LOL with so many people liking it maybe when I get bored of it i should use the new Auction site it could go ballistic...!


----------



## SharkBike (Apr 15, 2005)

I have a better idea. Ya' know...that watch is really far too precious to actually wear. How 'bout you "do a Mac" and swap it for an Alpha?

(now all i gotta do is find an Alpha)


----------



## JonW (Mar 23, 2005)

Yes top idea mate, im totally with you... email me when you get it: [email protected]


----------



## JonW (Mar 23, 2005)

Brilliant!


----------



## jasonm (Nov 22, 2003)

JonW said:


> LOL with so many people liking it maybe when I get bored of it i should use the new Auction site it could go ballistic...!


Whens that then, next Monday?


----------



## hippo (Jun 27, 2006)

jasonm said:


> JonW said:
> 
> 
> > LOL with so many people liking it maybe when I get bored of it i should use the new Auction site it could go ballistic...!
> ...


----------



## JoT (Aug 12, 2003)

Great catch Jon


----------



## SharkBike (Apr 15, 2005)

Um....Jon...since the trade with Mac for an Alpha doesn't seem to be going anywhere, how about a trade for a nice pair of boots?










(now all i gotta do is find a nice pair of boots)


----------



## JonW (Mar 23, 2005)

Ok how about I say im not gonna let it go for 2months minimum? so if anyone wants to recussitate this thread then we can see how i feel about it then?

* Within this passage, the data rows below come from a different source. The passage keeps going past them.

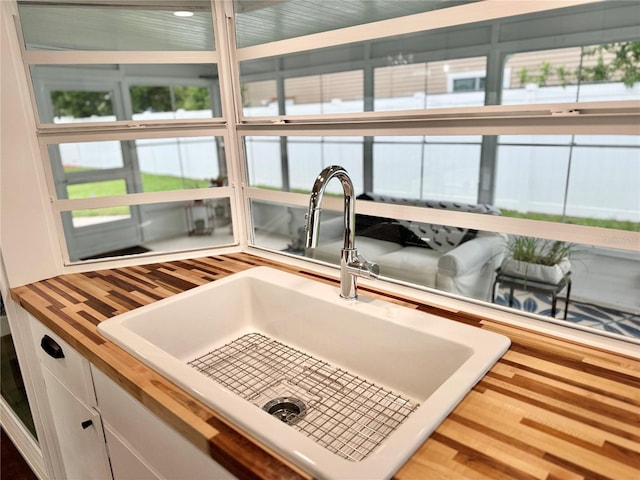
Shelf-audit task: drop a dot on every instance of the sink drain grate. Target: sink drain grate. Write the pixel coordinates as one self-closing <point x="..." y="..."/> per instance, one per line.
<point x="346" y="414"/>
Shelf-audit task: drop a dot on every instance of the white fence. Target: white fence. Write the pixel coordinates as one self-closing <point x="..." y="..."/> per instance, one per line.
<point x="594" y="176"/>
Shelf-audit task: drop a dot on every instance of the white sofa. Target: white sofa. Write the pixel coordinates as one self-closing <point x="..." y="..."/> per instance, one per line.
<point x="451" y="259"/>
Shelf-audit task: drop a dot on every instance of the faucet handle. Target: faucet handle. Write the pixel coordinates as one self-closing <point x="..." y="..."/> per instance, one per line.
<point x="361" y="267"/>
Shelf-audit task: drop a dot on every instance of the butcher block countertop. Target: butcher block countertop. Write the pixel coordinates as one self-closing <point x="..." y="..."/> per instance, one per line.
<point x="549" y="409"/>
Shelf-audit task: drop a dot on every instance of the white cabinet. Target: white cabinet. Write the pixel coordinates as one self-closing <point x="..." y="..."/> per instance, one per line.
<point x="71" y="406"/>
<point x="101" y="432"/>
<point x="143" y="446"/>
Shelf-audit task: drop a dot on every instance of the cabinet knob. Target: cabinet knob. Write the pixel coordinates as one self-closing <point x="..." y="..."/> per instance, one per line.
<point x="52" y="348"/>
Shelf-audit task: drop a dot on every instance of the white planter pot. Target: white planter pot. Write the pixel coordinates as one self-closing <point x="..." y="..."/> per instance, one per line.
<point x="552" y="274"/>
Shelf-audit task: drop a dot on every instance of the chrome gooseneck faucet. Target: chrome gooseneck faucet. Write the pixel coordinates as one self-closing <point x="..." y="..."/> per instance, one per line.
<point x="352" y="264"/>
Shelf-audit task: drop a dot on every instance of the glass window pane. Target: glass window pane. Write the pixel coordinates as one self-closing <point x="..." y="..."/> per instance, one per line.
<point x="146" y="229"/>
<point x="264" y="162"/>
<point x="94" y="93"/>
<point x="259" y="98"/>
<point x="82" y="157"/>
<point x="47" y="26"/>
<point x="94" y="216"/>
<point x="97" y="189"/>
<point x="340" y="92"/>
<point x="72" y="106"/>
<point x="589" y="73"/>
<point x="596" y="183"/>
<point x="258" y="22"/>
<point x="400" y="81"/>
<point x="308" y="156"/>
<point x="179" y="163"/>
<point x="404" y="85"/>
<point x="92" y="169"/>
<point x="164" y="102"/>
<point x="430" y="168"/>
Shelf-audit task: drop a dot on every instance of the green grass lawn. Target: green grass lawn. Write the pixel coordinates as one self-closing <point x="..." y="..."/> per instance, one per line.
<point x="150" y="183"/>
<point x="164" y="183"/>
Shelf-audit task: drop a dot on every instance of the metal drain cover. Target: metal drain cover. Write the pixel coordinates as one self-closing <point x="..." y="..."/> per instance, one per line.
<point x="289" y="410"/>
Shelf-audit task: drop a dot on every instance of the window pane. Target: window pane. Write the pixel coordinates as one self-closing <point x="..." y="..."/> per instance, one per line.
<point x="94" y="93"/>
<point x="97" y="189"/>
<point x="72" y="106"/>
<point x="401" y="80"/>
<point x="308" y="156"/>
<point x="588" y="73"/>
<point x="47" y="26"/>
<point x="259" y="98"/>
<point x="264" y="162"/>
<point x="434" y="168"/>
<point x="82" y="157"/>
<point x="151" y="228"/>
<point x="340" y="92"/>
<point x="404" y="85"/>
<point x="165" y="103"/>
<point x="92" y="169"/>
<point x="258" y="22"/>
<point x="179" y="163"/>
<point x="592" y="180"/>
<point x="406" y="251"/>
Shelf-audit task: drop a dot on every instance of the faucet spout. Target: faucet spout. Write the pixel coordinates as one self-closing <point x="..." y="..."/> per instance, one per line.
<point x="352" y="264"/>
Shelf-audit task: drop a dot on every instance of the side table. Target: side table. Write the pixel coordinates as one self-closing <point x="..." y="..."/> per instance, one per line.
<point x="528" y="285"/>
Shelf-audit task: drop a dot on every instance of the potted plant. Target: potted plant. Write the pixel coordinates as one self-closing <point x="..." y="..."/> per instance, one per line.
<point x="537" y="259"/>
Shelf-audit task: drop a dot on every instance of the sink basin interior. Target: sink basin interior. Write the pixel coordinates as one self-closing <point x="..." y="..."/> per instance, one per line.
<point x="264" y="345"/>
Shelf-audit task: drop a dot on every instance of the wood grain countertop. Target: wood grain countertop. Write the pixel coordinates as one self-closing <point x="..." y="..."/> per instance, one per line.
<point x="549" y="409"/>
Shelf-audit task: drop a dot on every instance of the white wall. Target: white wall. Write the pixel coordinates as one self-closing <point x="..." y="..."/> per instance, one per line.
<point x="27" y="237"/>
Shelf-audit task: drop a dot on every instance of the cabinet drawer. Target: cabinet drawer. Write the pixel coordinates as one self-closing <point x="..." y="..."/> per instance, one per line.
<point x="71" y="368"/>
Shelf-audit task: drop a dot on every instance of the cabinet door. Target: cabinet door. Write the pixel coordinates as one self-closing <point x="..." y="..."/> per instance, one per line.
<point x="79" y="432"/>
<point x="125" y="464"/>
<point x="154" y="443"/>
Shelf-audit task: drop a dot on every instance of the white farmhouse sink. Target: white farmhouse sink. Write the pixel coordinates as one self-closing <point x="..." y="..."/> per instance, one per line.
<point x="406" y="369"/>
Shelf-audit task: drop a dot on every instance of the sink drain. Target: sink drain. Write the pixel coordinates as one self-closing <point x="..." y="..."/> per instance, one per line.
<point x="289" y="410"/>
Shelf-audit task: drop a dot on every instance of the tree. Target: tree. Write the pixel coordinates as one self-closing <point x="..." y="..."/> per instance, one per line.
<point x="79" y="104"/>
<point x="614" y="62"/>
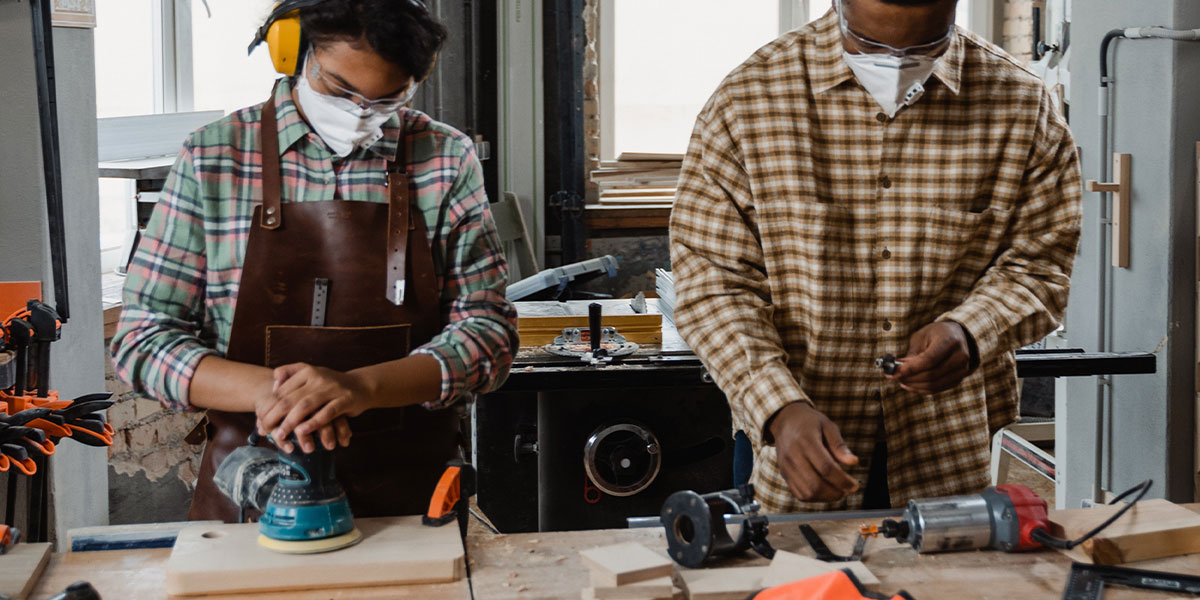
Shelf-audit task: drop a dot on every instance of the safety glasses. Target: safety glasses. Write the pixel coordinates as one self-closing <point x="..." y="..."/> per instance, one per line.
<point x="385" y="105"/>
<point x="868" y="46"/>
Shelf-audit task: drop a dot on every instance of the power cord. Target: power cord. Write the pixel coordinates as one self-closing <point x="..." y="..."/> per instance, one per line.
<point x="1045" y="539"/>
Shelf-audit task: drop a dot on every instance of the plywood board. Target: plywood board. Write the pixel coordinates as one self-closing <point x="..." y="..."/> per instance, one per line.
<point x="624" y="563"/>
<point x="787" y="567"/>
<point x="661" y="588"/>
<point x="227" y="559"/>
<point x="1153" y="528"/>
<point x="21" y="568"/>
<point x="733" y="583"/>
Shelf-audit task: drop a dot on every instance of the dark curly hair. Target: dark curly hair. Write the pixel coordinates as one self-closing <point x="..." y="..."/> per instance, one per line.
<point x="402" y="31"/>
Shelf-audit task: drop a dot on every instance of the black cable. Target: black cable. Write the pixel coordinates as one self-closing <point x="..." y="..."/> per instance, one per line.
<point x="1044" y="538"/>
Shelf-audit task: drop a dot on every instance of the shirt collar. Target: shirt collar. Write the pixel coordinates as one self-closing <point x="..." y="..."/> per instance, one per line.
<point x="292" y="127"/>
<point x="828" y="70"/>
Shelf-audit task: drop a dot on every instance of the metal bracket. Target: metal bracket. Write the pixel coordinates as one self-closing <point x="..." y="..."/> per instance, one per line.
<point x="1121" y="187"/>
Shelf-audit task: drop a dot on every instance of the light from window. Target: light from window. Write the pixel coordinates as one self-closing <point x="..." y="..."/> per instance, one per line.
<point x="124" y="58"/>
<point x="223" y="76"/>
<point x="670" y="55"/>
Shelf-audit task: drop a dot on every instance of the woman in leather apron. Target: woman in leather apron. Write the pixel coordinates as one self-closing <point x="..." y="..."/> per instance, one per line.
<point x="335" y="295"/>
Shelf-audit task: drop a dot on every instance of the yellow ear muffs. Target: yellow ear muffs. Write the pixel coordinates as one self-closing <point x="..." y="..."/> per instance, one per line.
<point x="283" y="42"/>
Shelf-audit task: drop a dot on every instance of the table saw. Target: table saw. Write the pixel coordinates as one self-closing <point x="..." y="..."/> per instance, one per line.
<point x="532" y="437"/>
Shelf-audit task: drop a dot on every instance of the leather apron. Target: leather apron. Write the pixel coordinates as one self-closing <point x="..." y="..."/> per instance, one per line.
<point x="363" y="249"/>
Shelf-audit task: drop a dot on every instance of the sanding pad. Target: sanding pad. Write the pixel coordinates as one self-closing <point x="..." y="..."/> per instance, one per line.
<point x="311" y="546"/>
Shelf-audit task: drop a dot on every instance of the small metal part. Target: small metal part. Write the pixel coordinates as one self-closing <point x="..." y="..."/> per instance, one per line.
<point x="623" y="459"/>
<point x="888" y="364"/>
<point x="319" y="301"/>
<point x="825" y="553"/>
<point x="697" y="531"/>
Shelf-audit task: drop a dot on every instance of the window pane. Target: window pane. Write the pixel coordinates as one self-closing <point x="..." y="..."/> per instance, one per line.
<point x="124" y="58"/>
<point x="669" y="58"/>
<point x="223" y="76"/>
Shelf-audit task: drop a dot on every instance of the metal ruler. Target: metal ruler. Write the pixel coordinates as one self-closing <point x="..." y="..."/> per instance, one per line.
<point x="1087" y="581"/>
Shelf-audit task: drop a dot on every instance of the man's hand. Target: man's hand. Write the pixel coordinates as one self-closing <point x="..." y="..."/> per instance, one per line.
<point x="809" y="449"/>
<point x="310" y="400"/>
<point x="939" y="358"/>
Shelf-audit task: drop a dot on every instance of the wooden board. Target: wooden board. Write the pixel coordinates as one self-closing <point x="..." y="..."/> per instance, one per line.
<point x="732" y="583"/>
<point x="621" y="564"/>
<point x="227" y="559"/>
<point x="21" y="568"/>
<point x="1153" y="528"/>
<point x="787" y="567"/>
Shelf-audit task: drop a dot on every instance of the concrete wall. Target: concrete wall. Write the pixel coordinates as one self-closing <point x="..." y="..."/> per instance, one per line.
<point x="78" y="479"/>
<point x="1156" y="94"/>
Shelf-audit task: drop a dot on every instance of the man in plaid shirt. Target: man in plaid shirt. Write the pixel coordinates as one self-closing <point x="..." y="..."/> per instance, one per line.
<point x="183" y="283"/>
<point x="876" y="183"/>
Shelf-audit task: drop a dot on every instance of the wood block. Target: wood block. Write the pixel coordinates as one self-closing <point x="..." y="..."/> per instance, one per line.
<point x="21" y="569"/>
<point x="787" y="567"/>
<point x="624" y="563"/>
<point x="651" y="589"/>
<point x="733" y="583"/>
<point x="1153" y="528"/>
<point x="227" y="558"/>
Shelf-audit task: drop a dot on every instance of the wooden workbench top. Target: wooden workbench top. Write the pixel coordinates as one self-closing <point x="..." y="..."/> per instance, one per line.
<point x="546" y="567"/>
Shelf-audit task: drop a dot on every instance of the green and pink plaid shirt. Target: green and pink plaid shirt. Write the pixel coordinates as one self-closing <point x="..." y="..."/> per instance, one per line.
<point x="183" y="283"/>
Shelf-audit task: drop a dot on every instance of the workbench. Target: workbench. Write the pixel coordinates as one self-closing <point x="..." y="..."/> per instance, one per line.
<point x="546" y="567"/>
<point x="531" y="435"/>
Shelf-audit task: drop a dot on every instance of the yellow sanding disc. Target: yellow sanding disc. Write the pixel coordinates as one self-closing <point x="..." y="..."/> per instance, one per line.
<point x="311" y="546"/>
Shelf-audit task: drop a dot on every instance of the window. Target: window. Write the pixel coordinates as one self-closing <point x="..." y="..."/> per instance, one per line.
<point x="225" y="78"/>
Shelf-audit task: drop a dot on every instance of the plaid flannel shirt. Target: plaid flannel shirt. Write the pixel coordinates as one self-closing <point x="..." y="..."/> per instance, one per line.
<point x="813" y="234"/>
<point x="183" y="283"/>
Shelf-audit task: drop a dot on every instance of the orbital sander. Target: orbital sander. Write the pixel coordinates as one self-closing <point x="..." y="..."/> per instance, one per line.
<point x="304" y="509"/>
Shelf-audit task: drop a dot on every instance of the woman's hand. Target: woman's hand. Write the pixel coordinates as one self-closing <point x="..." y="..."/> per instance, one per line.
<point x="310" y="400"/>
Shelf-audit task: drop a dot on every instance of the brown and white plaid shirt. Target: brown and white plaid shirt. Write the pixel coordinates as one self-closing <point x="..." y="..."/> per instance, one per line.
<point x="813" y="234"/>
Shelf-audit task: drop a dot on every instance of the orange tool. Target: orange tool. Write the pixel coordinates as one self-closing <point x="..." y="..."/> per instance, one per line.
<point x="449" y="501"/>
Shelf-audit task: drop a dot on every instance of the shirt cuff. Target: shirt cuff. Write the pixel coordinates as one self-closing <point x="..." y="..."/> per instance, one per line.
<point x="983" y="335"/>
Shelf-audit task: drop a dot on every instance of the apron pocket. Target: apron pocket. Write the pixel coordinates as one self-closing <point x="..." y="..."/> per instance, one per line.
<point x="337" y="348"/>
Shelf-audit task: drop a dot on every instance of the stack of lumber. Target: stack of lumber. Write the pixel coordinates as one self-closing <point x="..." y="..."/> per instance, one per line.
<point x="636" y="191"/>
<point x="628" y="571"/>
<point x="634" y="169"/>
<point x="540" y="323"/>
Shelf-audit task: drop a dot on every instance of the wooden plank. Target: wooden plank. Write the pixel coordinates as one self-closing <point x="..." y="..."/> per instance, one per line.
<point x="137" y="574"/>
<point x="227" y="559"/>
<point x="648" y="156"/>
<point x="732" y="583"/>
<point x="1153" y="528"/>
<point x="628" y="217"/>
<point x="787" y="567"/>
<point x="21" y="568"/>
<point x="621" y="564"/>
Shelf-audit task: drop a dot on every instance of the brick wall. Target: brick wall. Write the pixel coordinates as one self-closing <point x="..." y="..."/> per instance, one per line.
<point x="151" y="469"/>
<point x="1018" y="30"/>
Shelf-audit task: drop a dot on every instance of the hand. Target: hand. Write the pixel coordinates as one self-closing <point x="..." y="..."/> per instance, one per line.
<point x="809" y="449"/>
<point x="309" y="400"/>
<point x="937" y="359"/>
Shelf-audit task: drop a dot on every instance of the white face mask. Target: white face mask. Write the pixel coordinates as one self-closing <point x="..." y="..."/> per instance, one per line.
<point x="892" y="81"/>
<point x="341" y="123"/>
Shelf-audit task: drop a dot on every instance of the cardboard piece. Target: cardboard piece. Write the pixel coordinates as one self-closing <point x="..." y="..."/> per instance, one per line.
<point x="787" y="567"/>
<point x="624" y="563"/>
<point x="21" y="569"/>
<point x="733" y="583"/>
<point x="1153" y="528"/>
<point x="227" y="558"/>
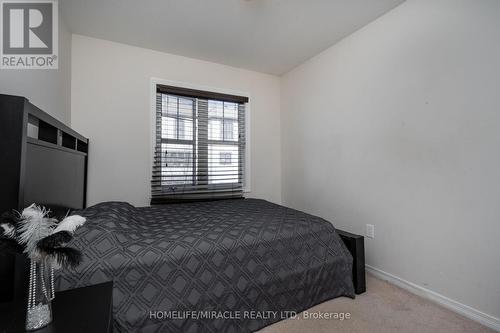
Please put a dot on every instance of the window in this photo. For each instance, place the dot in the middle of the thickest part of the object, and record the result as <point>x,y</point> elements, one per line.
<point>200,145</point>
<point>224,158</point>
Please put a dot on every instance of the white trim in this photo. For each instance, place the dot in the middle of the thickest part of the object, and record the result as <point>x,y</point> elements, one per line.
<point>465,310</point>
<point>152,122</point>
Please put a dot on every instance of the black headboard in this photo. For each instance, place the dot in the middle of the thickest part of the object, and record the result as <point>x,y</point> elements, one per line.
<point>42,161</point>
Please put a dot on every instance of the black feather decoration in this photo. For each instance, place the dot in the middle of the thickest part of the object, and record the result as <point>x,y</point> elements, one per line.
<point>55,240</point>
<point>65,256</point>
<point>9,246</point>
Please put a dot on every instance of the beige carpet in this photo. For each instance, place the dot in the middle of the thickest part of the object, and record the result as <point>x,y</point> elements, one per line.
<point>383,308</point>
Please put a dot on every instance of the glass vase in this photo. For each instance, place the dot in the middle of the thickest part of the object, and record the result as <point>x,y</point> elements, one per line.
<point>40,295</point>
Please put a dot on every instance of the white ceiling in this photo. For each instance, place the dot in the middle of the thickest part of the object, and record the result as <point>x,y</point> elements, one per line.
<point>270,36</point>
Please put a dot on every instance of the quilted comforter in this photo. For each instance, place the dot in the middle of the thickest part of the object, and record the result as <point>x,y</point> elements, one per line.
<point>223,266</point>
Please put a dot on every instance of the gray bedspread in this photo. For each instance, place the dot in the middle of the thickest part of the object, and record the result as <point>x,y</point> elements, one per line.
<point>215,260</point>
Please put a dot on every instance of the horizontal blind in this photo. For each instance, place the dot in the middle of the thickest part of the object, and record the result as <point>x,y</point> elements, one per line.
<point>200,146</point>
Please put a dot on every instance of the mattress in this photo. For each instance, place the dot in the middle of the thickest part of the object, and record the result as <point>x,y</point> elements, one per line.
<point>220,266</point>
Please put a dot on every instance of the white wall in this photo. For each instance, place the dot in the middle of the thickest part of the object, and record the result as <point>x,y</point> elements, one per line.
<point>398,126</point>
<point>49,89</point>
<point>111,106</point>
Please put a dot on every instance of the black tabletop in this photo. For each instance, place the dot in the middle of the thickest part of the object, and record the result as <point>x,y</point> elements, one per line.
<point>80,310</point>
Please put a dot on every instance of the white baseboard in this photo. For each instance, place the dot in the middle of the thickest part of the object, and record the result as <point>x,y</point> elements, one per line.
<point>464,310</point>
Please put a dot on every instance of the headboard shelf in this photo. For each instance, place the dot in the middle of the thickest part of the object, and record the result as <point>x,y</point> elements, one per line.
<point>44,160</point>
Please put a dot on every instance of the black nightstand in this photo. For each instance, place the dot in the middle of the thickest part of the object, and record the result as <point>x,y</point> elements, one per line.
<point>81,310</point>
<point>356,245</point>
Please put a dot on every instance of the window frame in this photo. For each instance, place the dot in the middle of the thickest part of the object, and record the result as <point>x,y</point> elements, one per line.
<point>247,161</point>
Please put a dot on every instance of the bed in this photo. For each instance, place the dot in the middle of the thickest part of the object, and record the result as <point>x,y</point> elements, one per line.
<point>217,258</point>
<point>238,265</point>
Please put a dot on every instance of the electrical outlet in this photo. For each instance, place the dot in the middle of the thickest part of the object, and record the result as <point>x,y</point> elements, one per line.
<point>370,231</point>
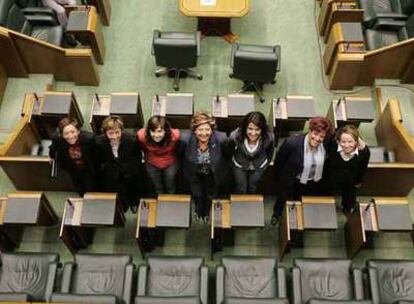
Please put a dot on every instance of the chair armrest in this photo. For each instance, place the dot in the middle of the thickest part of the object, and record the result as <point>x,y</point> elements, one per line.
<point>204,285</point>
<point>155,35</point>
<point>198,37</point>
<point>219,284</point>
<point>67,277</point>
<point>279,57</point>
<point>142,280</point>
<point>358,284</point>
<point>129,275</point>
<point>42,20</point>
<point>296,289</point>
<point>281,282</point>
<point>234,48</point>
<point>373,284</point>
<point>50,281</point>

... but in the meantime, can people stop emailing and PMing me about first refusal... the next one I get will be the 14th on the "first refusal list"...


----------



## guido7 (Sep 25, 2009)

Hello!

My compliments, lovely diver watch!

Please, I am seeing a few around Internet, they are for sale, may I know how much is the price range of this vintage model?

Thank you!


----------



## JonW (Mar 23, 2005)

Wow this is an old thread... Ive no idea what these sell for now, I sold this one back in either 2008 i think, i wish i had kept it though, it was a great watch.


----------



## guido7 (Sep 25, 2009)

JonW said:


> I bought this one recently and it arrived this week, I did a bit of research and i found this on WUS Doxa forum:
> 
> "Doxa produced those in the early 80's for the US Divers Association, marketed under the Aqualung brand name, and sold in US Divers catalogs. (And probably dive shops as well). It's similar to the Doxa Sub300 that Doxa marketed. But it uses a slightly different case, with the crown at 4:00 instead of 3:00. It uses an ETA 9362 quartz movement instead of the automatic movement that the Doxa Sub used."
> 
> ...


May I ask you where I can find one like yours?

[email protected]

Thanks!


----------



## JonW (Mar 23, 2005)

Check the forums and ebay, and be prepared for a bit of a wait, they're quite rare...

Good luck!


----------



## gregory (Feb 13, 2009)

Lovely watch and great find Jon.. very nice indeed.


----------



## JonW (Mar 23, 2005)

Greg it was nice, its been through a few local hands since


----------



## Alas (Jun 18, 2006)

JonW said:


> Greg it was nice, its been through a few local hands since


True, true.....


----------